Our Latter-days prophet’s admonition
to take a seven-day social media fast had come to my attention, but I wasn’t going to act on it as his address
was during a youth fireside and I simply didn’t think I needed to do it (even though
the weeks prior to it had been some of my highest consumption of Facebook).
But my father-in-law, as he usually is very much in-tune
with the spirit, at the end of our family visit a few weeks back, sat us all
down and before we each left for our homes, he committed us to do just that - what the prophet had urged the young of our church to do - the seven-day social
media fast as well as setting a special time aside for the Lord each week for
the following three weeks.
After committing to do the fast, the first day I had to
decide how to do it. Ethan suggested I erased the app from my phone, which I pondered
doing so and maybe even have it permanently removed, but given the fact that I’m
working towards my own product business, I know I have to keep in the loop and be
proficient using the facebook app (which, btw, it had significant changes even
within a week); so instead I moved the Facebook app from the first page to the
very last, sitting by itself.
That helped a lot, just having it out of sight and out of
mind, but out of habit I still felt like checking statuses and updates all the
time in the first few days.
But here’s what I came out with as a result of my fast, also
the reasons I would encourage everyone to do so even if for just one week;
- I became more present, paying more attention and in a more natural manner to my girls
- Instead of engaging throughout the day in all these group conversations, and getting distracting notifications of comments or replies to my comments, I had more clarity and quietness in my mind
- I started listening to more podcasts, even meditating and reading more meaningful texts
- I realized the people who really care know what I’m up to even when not broadcasted to the world
- I realized those people are the ones that truly matter, they are the ones that I actually talk on the phone and in person (and sadly enough, there are abt 5 of them besides family, who I talk to on a regular basis offline, one lives back in Romania, 3 are dispersed around the states, and one is in my same city)
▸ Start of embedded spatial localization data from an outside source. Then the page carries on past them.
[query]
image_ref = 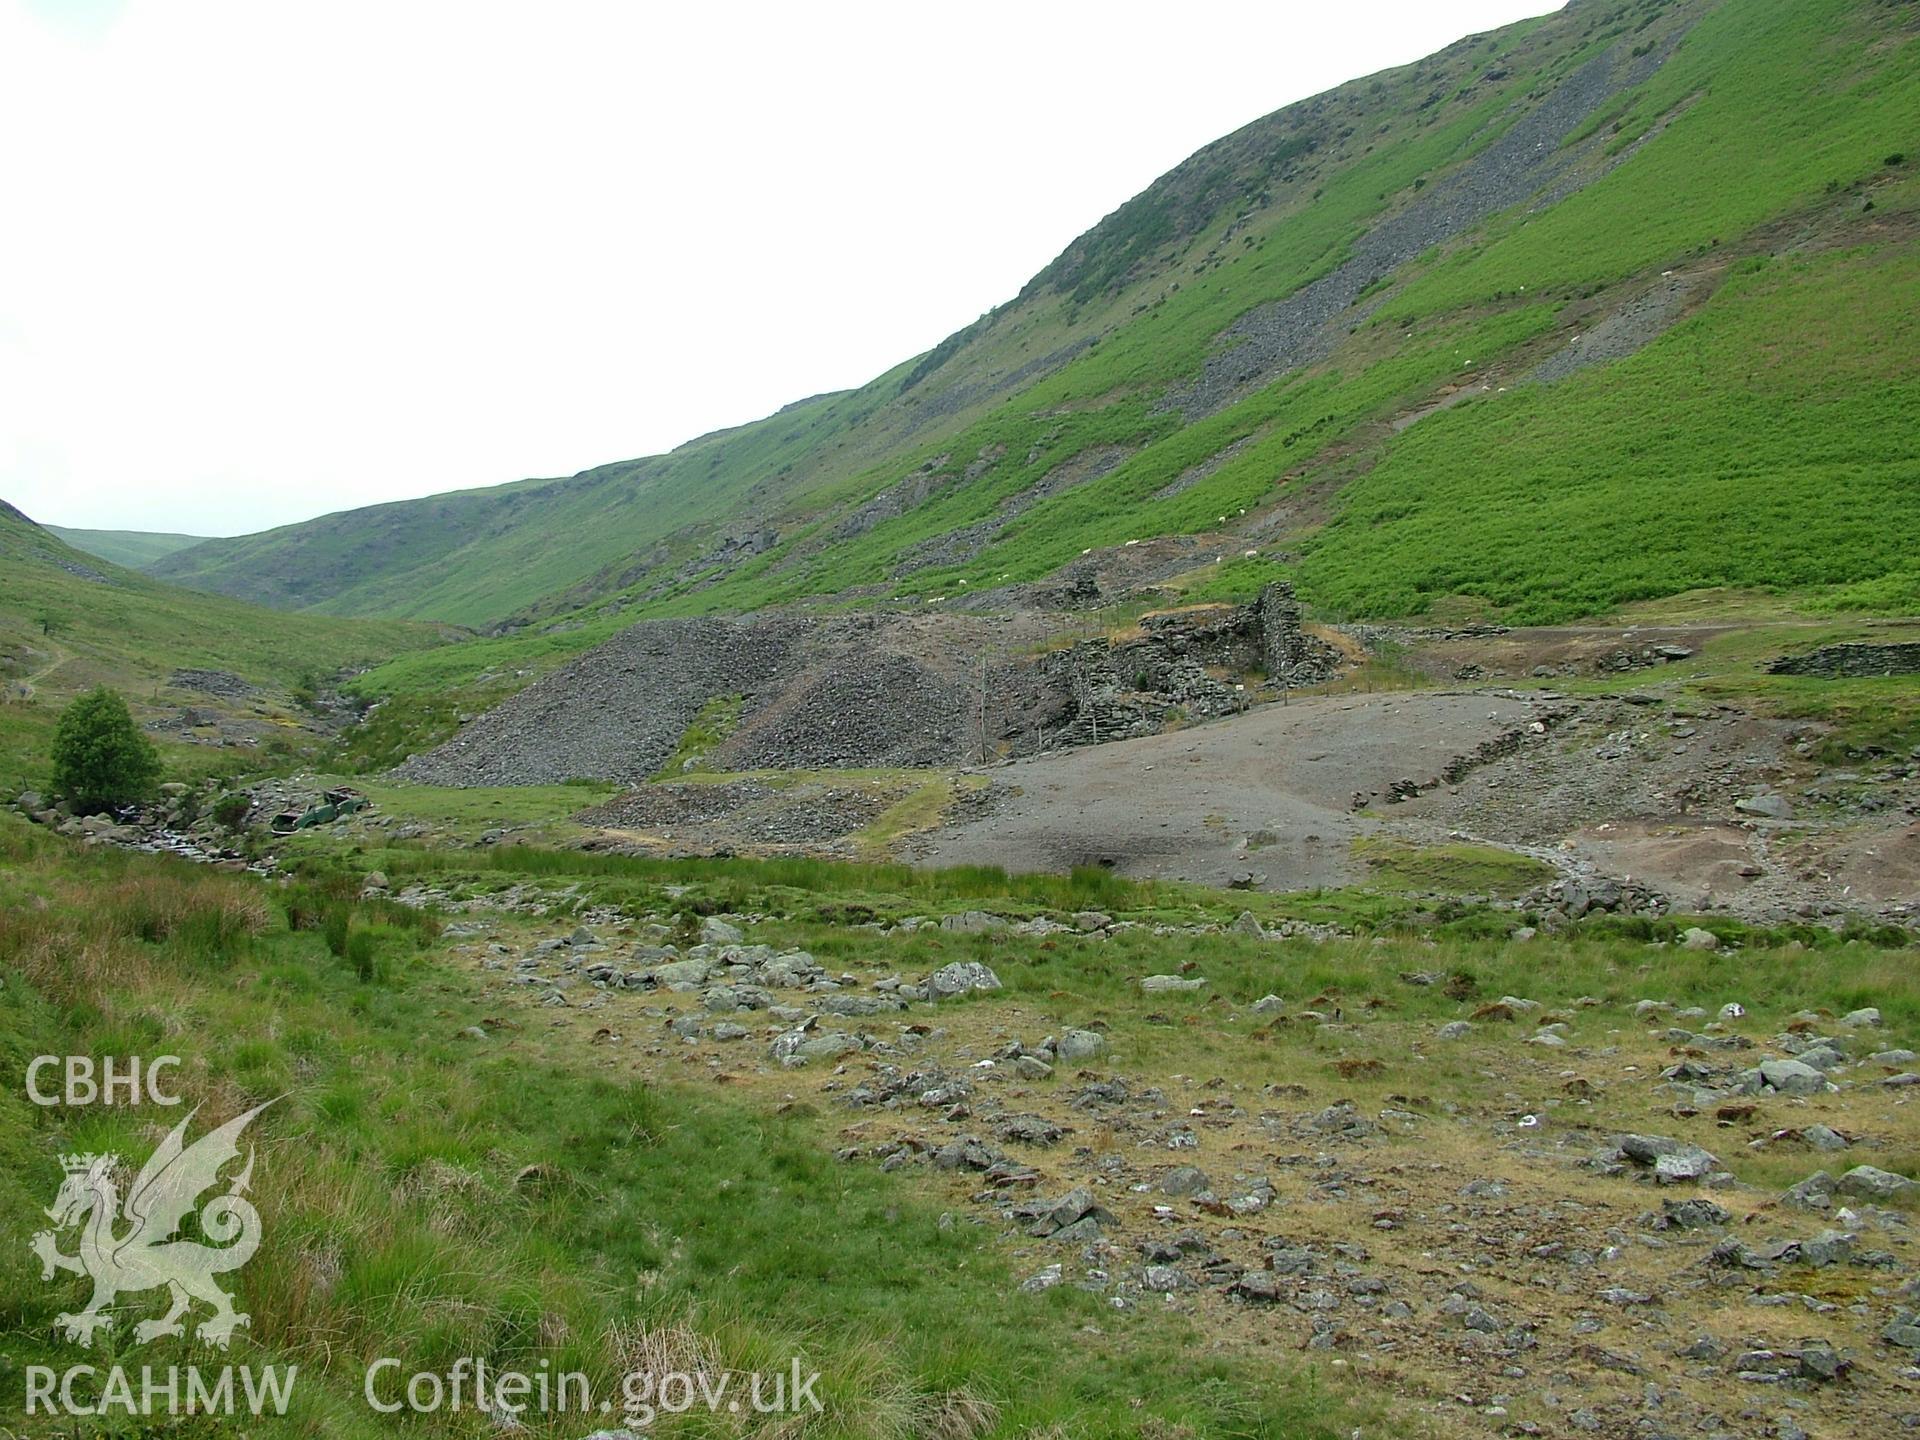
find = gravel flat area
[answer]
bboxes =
[911,691,1546,889]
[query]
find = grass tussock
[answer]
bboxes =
[389,842,1154,918]
[0,819,1373,1439]
[98,872,274,952]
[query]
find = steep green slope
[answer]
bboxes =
[651,0,1916,619]
[147,0,1920,648]
[1299,239,1920,621]
[45,525,210,567]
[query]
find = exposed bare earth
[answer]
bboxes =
[907,692,1550,891]
[544,616,1919,927]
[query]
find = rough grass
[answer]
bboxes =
[2,809,1914,1436]
[384,842,1160,921]
[853,774,984,859]
[1386,0,1920,318]
[355,777,618,828]
[1350,837,1557,897]
[654,693,745,777]
[0,819,1369,1439]
[1297,240,1920,621]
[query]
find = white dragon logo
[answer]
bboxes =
[29,1100,275,1348]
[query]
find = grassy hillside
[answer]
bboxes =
[0,820,1375,1439]
[45,525,210,567]
[1299,238,1920,620]
[0,501,446,794]
[141,0,1920,660]
[149,388,901,626]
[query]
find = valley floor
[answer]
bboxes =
[376,858,1920,1439]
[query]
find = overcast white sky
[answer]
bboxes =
[1,0,1560,537]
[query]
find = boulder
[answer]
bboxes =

- And what was most shocking to me - it made me so far removed from all the noise of social media, that the simple act of posting what we’re doing ALL THE TIME started feeling weird, like I stopped seeing the purpose behind it (I know there are many people who have always felt that way, and have probably laughed at people like myself, but I’m just now seeing the light).
So, obviously I’m still on FB and Instagram. I even thought about
making it a two-times a week of an ordeal, almost like a chore, or a work assignment,
because no one will really miss me and I will end up getting a whole lot more
done in the meanwhile. But for right now, my FB app is still on the last page
of my phone, and I am probably checking it about 500% less than I used to.
All thanks to a living prophet who knows our needs and has
called us to take actions towards having a more fulfilled life. And just as
grateful I am to my father-in-law who was inspired to have us participate.